Any tips on keeping these guys what would be considered to many?


----------



## holly12 (Apr 21, 2011)

Just a thought - do you have a HOB filter? I had a CHinese algae eater years ago who was really skittish. I did a water change one day and saw him darting around really quickly. Well, I didn't see him for days after that, and even lifted up all the decor looking for him. I thought he must have died and the tetras ate him or he must have jumped out... but I never found a body.

A week later I thought.... maybe he somehow got into the filter? That's where he was! In all his shooting around the tank like a mad man, he managed to fly up the waterfall into the filter. He was still alive and healthy, so I dumped him back into the tank and away he went, doing his algae eating thing.


----------



## rtbob (Jul 18, 2010)

Actual Chinese algae eaters like to attach themselves to other fish when mature. They eat the slime off of the scales. I also have read that they only eat algae for a short time. Then soon switch over to what ever your feeding the other fish.

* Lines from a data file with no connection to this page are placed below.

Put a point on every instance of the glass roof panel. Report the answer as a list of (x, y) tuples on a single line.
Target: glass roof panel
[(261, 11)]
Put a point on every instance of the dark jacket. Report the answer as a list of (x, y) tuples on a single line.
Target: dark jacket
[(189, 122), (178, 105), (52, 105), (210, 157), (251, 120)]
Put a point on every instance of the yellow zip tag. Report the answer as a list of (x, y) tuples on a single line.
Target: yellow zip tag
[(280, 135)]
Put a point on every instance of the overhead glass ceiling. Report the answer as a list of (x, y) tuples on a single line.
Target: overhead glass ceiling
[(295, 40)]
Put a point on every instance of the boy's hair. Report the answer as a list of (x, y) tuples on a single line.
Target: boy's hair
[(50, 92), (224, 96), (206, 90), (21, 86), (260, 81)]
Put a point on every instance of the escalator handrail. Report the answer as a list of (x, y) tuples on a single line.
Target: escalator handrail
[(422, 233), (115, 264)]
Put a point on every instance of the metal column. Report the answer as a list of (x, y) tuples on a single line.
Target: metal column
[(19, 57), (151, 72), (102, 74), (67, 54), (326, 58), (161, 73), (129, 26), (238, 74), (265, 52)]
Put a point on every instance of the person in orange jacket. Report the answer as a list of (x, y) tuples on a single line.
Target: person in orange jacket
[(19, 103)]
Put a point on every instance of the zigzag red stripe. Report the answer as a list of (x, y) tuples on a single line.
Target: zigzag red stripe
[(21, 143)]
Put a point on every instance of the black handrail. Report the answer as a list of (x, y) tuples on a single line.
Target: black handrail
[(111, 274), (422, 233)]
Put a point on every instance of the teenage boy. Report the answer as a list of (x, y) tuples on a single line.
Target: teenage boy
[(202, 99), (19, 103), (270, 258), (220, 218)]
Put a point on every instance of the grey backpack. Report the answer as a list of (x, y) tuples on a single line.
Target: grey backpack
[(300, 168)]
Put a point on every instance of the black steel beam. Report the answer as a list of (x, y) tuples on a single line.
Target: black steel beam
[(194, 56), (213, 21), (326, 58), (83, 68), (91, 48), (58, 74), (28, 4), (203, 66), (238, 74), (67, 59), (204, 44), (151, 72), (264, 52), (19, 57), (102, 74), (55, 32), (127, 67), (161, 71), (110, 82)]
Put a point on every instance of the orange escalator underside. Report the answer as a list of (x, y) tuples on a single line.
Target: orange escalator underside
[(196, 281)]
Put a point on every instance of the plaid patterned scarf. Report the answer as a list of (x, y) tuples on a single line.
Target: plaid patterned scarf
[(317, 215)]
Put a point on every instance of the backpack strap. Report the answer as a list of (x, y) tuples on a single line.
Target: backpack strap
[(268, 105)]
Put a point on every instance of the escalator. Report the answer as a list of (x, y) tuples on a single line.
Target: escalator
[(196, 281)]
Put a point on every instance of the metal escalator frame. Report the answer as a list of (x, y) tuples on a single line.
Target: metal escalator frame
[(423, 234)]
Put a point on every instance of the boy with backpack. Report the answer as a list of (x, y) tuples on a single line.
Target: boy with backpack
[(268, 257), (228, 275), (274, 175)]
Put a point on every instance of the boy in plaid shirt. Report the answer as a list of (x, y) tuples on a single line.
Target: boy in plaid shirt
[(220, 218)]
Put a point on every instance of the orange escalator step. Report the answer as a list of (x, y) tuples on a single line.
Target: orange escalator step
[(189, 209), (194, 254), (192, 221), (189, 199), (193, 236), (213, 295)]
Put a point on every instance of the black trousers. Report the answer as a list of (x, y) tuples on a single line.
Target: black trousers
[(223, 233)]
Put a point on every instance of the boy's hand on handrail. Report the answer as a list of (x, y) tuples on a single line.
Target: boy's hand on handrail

I'll post a link if you would like. Have to search for it again and I'm at work.


----------



## mec102778 (Feb 17, 2011)

Yes please I thought these were the only true algea eaters.


----------



## rtbob (Jul 18, 2010)

Here it is. 

How to keep Chinese algae eaters, Gyrinocheilus aymonieri, with pictures


----------



## mec102778 (Feb 17, 2011)

Interesting, what fish is it that is strickly algea?


----------



## rtbob (Jul 18, 2010)

The only one I know of off hand is those itty bitty ottos. Do a google search on Chinese Algae eaters, the link I provided was just one of many. More than likely other people have had different experiences with these fish. They may be just fine.

I had one way back when (1980's) and he never (that I saw) stuck onto any of my fish.


----------



## holly12 (Apr 21, 2011)

Otos are sooooooo cute! I've got 3 right now. I've had them for a month and so far every one has fat, healthy, pea shaped bellies! (Super excited because I've heard from multiple people that the 'golden trial time' for keeping Otos is 4 weeks. They are so super cute and very very docile. (My ADF's swim by, kicking them in the face and they just continue eating algae, lol). If you look closely, they wink at you too!


----------